A mente de Von viajou para uma memória distante, no pátio do colégio, onde ele explicava para uma garota recém conhecida, Alesia, o motivo do apelido. A garota riu, e riu mais ainda quando ele contou seu nome de verdade, um nome dolorosamente ordinário.

— Depende, o seu nome é Jo mesmo?

Jo riu, dando de ombros.

— Justo. Meus pais tinham um gosto questionável pra nomes. Fiquemos com Jo e Von, então. Quantos anos você tem?

— Mil setecentos e trinta e seis — respondeu Von de imediato, sério como uma pedra. — E você?

— Vinte e oito — ela disse, nenhuma reação à resposta de Von.

— Você é nova. — Merriam tinha quase quarenta, e era um adepto. Segundo ele, uma pessoa normal demorava bons vinte anos para virar um adepto de respeito. Segundo Seh, esse tipo de estimativa era totalmente inútil. — Aprendeu cedo?

— Sim. Quando eu tinha doze, minha irmã mais velha me mostrou sem querer. Ela me ensinou por uns anos, mas depois aprendi sozinha e com os outros caras que você conheceu. — Os olhos dela caíram ao chão. — E com os outros que não tem mais como se conhecer.

— É, a vida anda meio foda. — Nos últimos meses perdi dois professores e o maior amigo que já tive. — Me diz, quanto tempo você demorou para se tornar uma adepta? — Talvez fosse uma pergunta indelicada, mas, como pensou ao perceber, foda-se.

— Fui adepta aos dezoito — ela respondeu, caminhando cada vez mais devagar, forçando-o a diminuir o passo. — E aos vinte e um fui Religiora. Depois sinceramente não sei; Cennen nunca me disse exatamente o que vem depois. Acho que ele fica pouco à vontade.

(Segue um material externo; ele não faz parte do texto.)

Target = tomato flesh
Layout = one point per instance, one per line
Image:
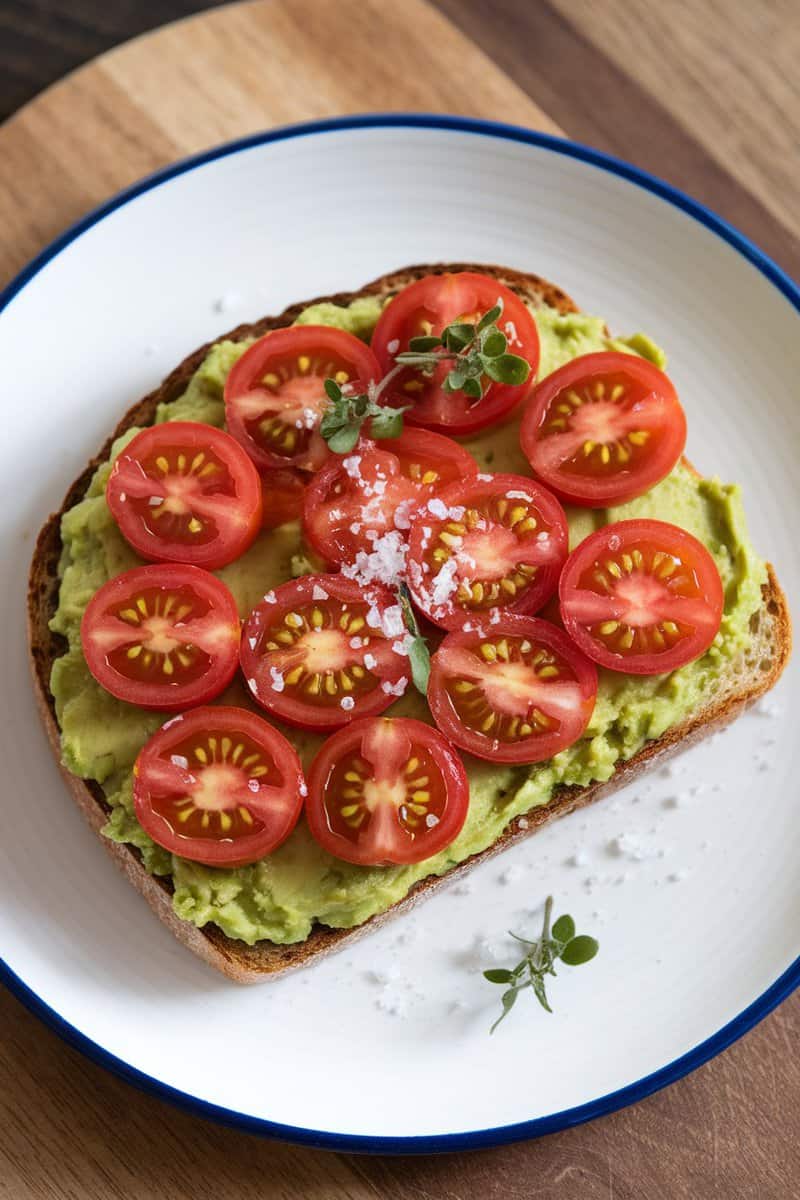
(497, 541)
(603, 429)
(386, 791)
(185, 492)
(322, 651)
(516, 690)
(275, 395)
(164, 637)
(376, 490)
(426, 307)
(218, 786)
(282, 496)
(642, 597)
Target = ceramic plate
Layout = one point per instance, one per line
(697, 909)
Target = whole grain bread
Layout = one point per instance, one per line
(746, 679)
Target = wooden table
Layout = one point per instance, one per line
(701, 93)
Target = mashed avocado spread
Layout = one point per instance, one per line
(281, 897)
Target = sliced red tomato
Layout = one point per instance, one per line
(185, 492)
(360, 497)
(642, 597)
(603, 429)
(162, 637)
(386, 791)
(275, 395)
(282, 493)
(322, 649)
(426, 307)
(494, 541)
(218, 786)
(513, 690)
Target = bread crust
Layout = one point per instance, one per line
(253, 964)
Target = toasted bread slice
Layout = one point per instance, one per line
(747, 679)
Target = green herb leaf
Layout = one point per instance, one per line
(489, 317)
(473, 389)
(417, 651)
(581, 949)
(423, 345)
(507, 369)
(507, 1000)
(499, 975)
(564, 929)
(420, 659)
(344, 438)
(537, 984)
(473, 351)
(539, 960)
(458, 336)
(493, 343)
(388, 423)
(457, 377)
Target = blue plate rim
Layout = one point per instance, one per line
(537, 1126)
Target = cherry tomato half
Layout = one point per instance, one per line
(603, 429)
(163, 637)
(516, 690)
(386, 791)
(275, 395)
(322, 649)
(362, 496)
(426, 307)
(642, 597)
(218, 786)
(282, 492)
(185, 492)
(487, 543)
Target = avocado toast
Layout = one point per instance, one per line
(635, 724)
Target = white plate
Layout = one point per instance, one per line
(698, 943)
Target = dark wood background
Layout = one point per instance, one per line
(707, 94)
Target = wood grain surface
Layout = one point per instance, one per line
(704, 94)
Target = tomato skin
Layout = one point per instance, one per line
(226, 503)
(642, 598)
(564, 449)
(209, 639)
(389, 750)
(360, 665)
(282, 493)
(461, 660)
(517, 568)
(295, 360)
(438, 300)
(343, 496)
(271, 789)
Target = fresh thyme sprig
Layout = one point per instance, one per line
(559, 942)
(417, 652)
(341, 424)
(475, 352)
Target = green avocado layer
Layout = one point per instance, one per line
(281, 897)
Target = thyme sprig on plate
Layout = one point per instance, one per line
(475, 352)
(553, 945)
(341, 424)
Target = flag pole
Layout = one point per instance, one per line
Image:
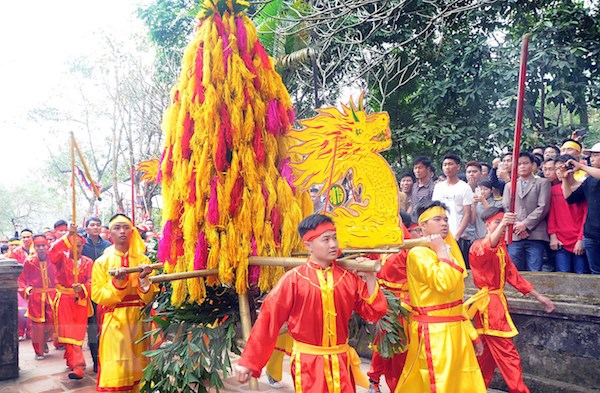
(73, 204)
(518, 130)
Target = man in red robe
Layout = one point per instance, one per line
(72, 304)
(36, 285)
(492, 268)
(316, 300)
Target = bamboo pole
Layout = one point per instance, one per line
(136, 269)
(246, 328)
(518, 130)
(183, 275)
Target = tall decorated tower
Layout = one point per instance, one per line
(226, 179)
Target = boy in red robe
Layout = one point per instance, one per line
(36, 285)
(316, 300)
(492, 269)
(72, 304)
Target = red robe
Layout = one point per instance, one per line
(71, 311)
(36, 285)
(392, 276)
(317, 305)
(492, 269)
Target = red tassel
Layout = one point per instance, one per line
(257, 144)
(192, 195)
(236, 196)
(201, 254)
(213, 203)
(188, 131)
(276, 222)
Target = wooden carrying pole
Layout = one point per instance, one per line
(518, 130)
(289, 262)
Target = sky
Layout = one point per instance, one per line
(38, 39)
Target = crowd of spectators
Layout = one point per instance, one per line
(557, 202)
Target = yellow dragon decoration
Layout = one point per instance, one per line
(340, 150)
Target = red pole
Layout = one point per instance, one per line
(518, 129)
(133, 194)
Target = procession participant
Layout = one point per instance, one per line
(123, 296)
(36, 285)
(441, 353)
(72, 303)
(24, 248)
(392, 277)
(317, 300)
(93, 248)
(492, 269)
(60, 228)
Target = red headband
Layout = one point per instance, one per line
(318, 231)
(499, 215)
(40, 240)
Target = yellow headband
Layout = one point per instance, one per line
(120, 220)
(572, 145)
(431, 212)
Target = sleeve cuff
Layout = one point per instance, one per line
(118, 287)
(373, 296)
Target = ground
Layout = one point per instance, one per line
(50, 376)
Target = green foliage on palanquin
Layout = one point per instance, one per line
(389, 335)
(196, 342)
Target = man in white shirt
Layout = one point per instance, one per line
(458, 197)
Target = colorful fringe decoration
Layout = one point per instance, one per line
(226, 181)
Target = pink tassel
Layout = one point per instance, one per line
(273, 120)
(192, 195)
(188, 131)
(227, 51)
(201, 254)
(170, 162)
(213, 203)
(198, 88)
(257, 144)
(286, 173)
(221, 153)
(291, 116)
(159, 173)
(276, 222)
(226, 125)
(242, 36)
(264, 58)
(236, 196)
(165, 243)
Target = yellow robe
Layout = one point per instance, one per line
(440, 358)
(121, 359)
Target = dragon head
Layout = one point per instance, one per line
(334, 141)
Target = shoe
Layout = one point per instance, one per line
(373, 387)
(77, 373)
(273, 383)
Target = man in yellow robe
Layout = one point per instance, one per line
(123, 296)
(441, 354)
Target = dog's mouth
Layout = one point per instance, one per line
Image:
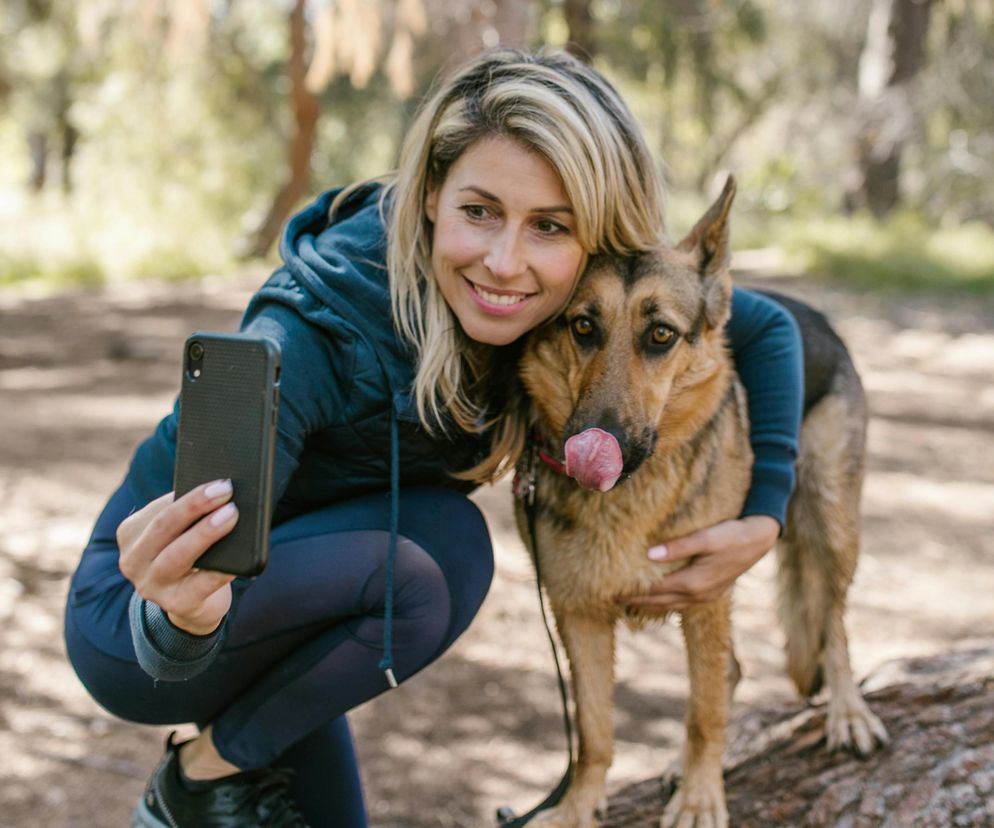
(594, 459)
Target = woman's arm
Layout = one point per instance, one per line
(766, 346)
(177, 630)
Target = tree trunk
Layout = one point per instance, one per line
(937, 771)
(306, 111)
(581, 42)
(892, 57)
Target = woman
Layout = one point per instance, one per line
(398, 311)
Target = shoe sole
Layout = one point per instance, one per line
(143, 818)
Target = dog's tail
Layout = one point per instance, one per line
(818, 551)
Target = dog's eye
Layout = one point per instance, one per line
(583, 326)
(661, 335)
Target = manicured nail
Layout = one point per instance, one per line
(219, 488)
(224, 514)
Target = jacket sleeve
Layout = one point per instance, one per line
(766, 346)
(313, 379)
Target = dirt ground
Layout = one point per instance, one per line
(84, 376)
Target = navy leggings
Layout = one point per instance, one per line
(304, 638)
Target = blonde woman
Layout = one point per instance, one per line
(399, 311)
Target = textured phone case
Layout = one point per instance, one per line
(227, 428)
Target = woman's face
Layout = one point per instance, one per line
(504, 247)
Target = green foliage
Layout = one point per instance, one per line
(20, 269)
(902, 253)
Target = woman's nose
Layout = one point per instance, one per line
(504, 258)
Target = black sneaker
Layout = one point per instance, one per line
(251, 799)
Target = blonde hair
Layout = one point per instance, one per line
(569, 114)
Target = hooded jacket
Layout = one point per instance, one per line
(348, 424)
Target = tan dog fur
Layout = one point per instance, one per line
(685, 409)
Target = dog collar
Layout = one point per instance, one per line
(558, 466)
(523, 485)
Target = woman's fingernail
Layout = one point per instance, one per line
(219, 488)
(224, 514)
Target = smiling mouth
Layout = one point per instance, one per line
(501, 299)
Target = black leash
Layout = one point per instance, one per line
(506, 818)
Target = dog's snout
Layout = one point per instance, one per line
(636, 444)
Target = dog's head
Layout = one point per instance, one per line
(637, 360)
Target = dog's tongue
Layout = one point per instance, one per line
(593, 457)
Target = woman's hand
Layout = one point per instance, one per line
(159, 545)
(719, 554)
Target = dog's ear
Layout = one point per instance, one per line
(709, 242)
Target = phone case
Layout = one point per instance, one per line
(227, 429)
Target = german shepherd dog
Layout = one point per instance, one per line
(634, 382)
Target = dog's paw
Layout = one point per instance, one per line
(851, 725)
(562, 816)
(701, 806)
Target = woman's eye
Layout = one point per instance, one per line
(661, 335)
(550, 228)
(475, 211)
(583, 326)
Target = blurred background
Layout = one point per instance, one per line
(147, 138)
(150, 152)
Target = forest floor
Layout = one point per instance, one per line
(85, 375)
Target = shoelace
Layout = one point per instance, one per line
(266, 796)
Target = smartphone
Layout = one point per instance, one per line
(227, 429)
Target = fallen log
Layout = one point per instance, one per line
(937, 771)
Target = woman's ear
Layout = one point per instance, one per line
(431, 202)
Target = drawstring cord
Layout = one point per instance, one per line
(386, 663)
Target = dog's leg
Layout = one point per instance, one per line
(699, 801)
(817, 557)
(589, 643)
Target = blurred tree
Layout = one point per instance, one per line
(580, 21)
(892, 59)
(306, 110)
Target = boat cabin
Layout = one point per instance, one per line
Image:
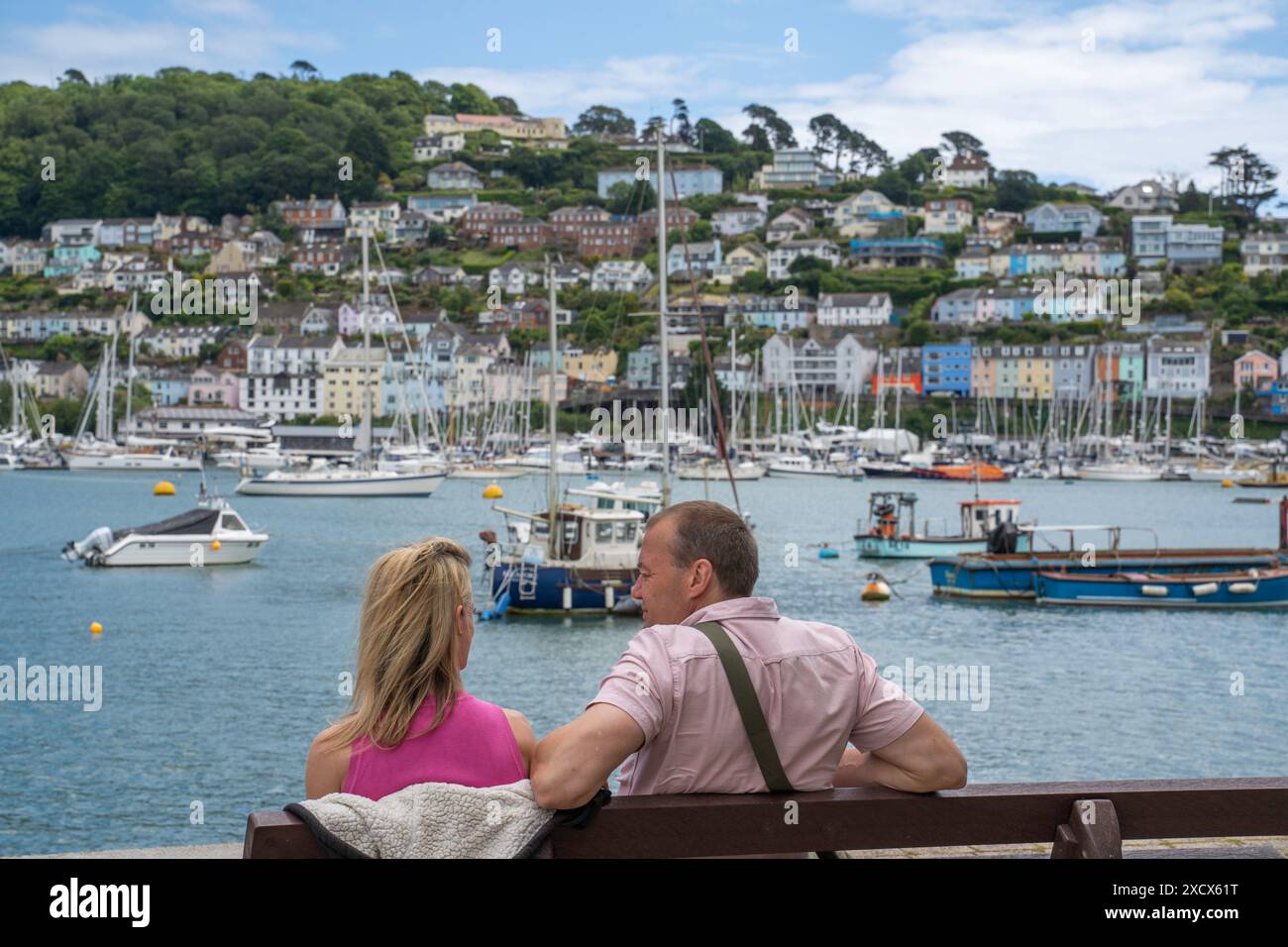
(588, 538)
(980, 517)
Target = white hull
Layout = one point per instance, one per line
(179, 551)
(1121, 474)
(828, 471)
(716, 472)
(1209, 474)
(340, 483)
(125, 463)
(485, 474)
(256, 462)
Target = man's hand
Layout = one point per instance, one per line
(574, 762)
(925, 759)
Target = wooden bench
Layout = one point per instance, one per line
(1082, 819)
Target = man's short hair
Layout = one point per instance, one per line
(706, 530)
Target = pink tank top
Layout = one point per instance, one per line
(473, 746)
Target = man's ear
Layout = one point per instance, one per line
(703, 574)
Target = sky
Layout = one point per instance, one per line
(1102, 93)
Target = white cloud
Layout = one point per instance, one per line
(239, 37)
(639, 84)
(1163, 88)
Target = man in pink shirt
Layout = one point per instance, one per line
(666, 711)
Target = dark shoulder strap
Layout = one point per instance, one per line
(748, 706)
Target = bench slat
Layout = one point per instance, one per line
(686, 826)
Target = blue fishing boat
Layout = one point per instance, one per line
(1010, 567)
(1014, 575)
(890, 532)
(1249, 587)
(589, 569)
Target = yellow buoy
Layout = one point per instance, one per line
(876, 589)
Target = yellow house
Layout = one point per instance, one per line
(738, 262)
(1034, 372)
(595, 367)
(344, 379)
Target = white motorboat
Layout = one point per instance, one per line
(566, 462)
(342, 482)
(210, 535)
(644, 497)
(368, 478)
(1121, 471)
(124, 462)
(254, 459)
(802, 464)
(485, 472)
(715, 471)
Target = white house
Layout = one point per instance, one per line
(1261, 253)
(514, 277)
(793, 222)
(437, 146)
(948, 215)
(732, 222)
(966, 171)
(703, 257)
(810, 364)
(619, 275)
(854, 309)
(1145, 197)
(789, 252)
(1056, 218)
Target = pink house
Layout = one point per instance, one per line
(1254, 369)
(211, 386)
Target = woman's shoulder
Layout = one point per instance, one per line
(327, 763)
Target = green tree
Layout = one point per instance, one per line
(603, 120)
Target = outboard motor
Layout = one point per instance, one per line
(1004, 538)
(89, 548)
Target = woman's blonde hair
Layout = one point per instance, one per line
(407, 642)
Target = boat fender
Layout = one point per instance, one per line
(496, 611)
(876, 589)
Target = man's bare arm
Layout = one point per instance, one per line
(575, 761)
(923, 759)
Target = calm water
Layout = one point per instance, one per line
(217, 680)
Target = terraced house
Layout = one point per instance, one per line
(782, 257)
(1263, 253)
(1059, 218)
(854, 309)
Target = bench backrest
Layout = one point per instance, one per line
(1082, 818)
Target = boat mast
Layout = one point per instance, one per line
(129, 375)
(665, 395)
(553, 479)
(365, 433)
(733, 375)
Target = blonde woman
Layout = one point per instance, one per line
(411, 719)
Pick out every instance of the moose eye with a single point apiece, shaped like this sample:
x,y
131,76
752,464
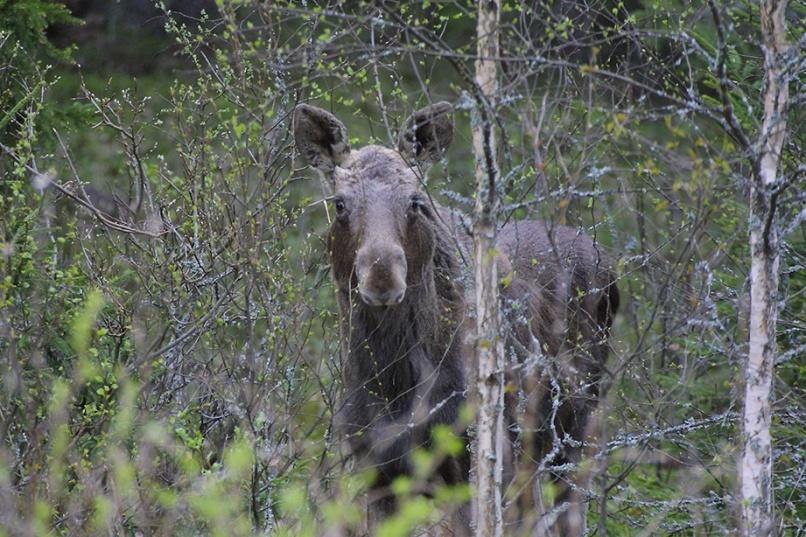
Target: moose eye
x,y
338,203
418,204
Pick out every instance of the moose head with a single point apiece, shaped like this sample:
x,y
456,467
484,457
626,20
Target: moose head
x,y
382,236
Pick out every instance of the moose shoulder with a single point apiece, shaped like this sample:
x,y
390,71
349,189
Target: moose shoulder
x,y
406,330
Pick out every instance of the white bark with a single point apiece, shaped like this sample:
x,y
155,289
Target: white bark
x,y
487,510
755,495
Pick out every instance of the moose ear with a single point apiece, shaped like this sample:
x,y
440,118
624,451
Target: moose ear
x,y
427,133
321,138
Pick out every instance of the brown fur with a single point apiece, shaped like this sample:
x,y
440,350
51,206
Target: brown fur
x,y
405,360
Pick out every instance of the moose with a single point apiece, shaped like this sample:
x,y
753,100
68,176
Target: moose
x,y
399,264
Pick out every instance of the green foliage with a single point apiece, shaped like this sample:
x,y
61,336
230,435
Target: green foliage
x,y
181,378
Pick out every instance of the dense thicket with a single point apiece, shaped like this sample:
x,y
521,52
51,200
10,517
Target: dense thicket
x,y
168,346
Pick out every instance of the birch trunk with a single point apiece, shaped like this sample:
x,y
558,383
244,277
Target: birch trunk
x,y
755,495
487,511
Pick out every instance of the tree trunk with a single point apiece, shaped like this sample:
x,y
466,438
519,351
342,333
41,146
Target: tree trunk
x,y
755,498
489,396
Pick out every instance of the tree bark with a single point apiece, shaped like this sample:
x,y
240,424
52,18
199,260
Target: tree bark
x,y
489,385
755,495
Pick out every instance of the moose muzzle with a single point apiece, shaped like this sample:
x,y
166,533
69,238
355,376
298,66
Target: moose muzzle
x,y
381,271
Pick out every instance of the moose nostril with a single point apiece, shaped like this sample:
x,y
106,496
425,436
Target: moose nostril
x,y
398,298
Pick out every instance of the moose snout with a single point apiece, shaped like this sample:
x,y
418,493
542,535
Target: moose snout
x,y
381,275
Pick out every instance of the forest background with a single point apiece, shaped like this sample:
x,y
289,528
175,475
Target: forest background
x,y
168,343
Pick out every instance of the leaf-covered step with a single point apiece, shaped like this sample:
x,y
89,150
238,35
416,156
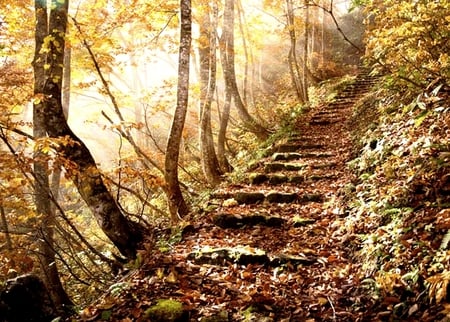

— E deveria. Poucos viram algo além de adeptos, bem poucos. — Ou pelo menos é o que o Merriam nos disse, quando perguntamos o que vinha depois. — Eu fui adepto só aos... Dezenove? Vinte? Não sei. Faz muito tempo.

A sinceridade pareceu confundir Jo. Ela não tinha caído na primeira mentira? Von não deu tempo para ela refletir:

— Que tipo de termo é "Religiora"?

— Eu sei lá — ela deu de ombros. — Nem Cennen nem Gaen souberam me explicar de onde vem o termo, mas eles concordaram com ele, mesmo Gaen vindo do outro lado do mundo. Eu sempre achei que é um termo meio como construtora é pra construção.

— Não sei se entendi.

— Ué, é assim que chamam quem mexe com matéria na frente de, hã, moles, certo? A maioria das vezes é visto como milagre, surge alguma religião. Apesar de que eu acredito que os Religiores do passado realmente tinham fé que seus milagres vinham de algo superior.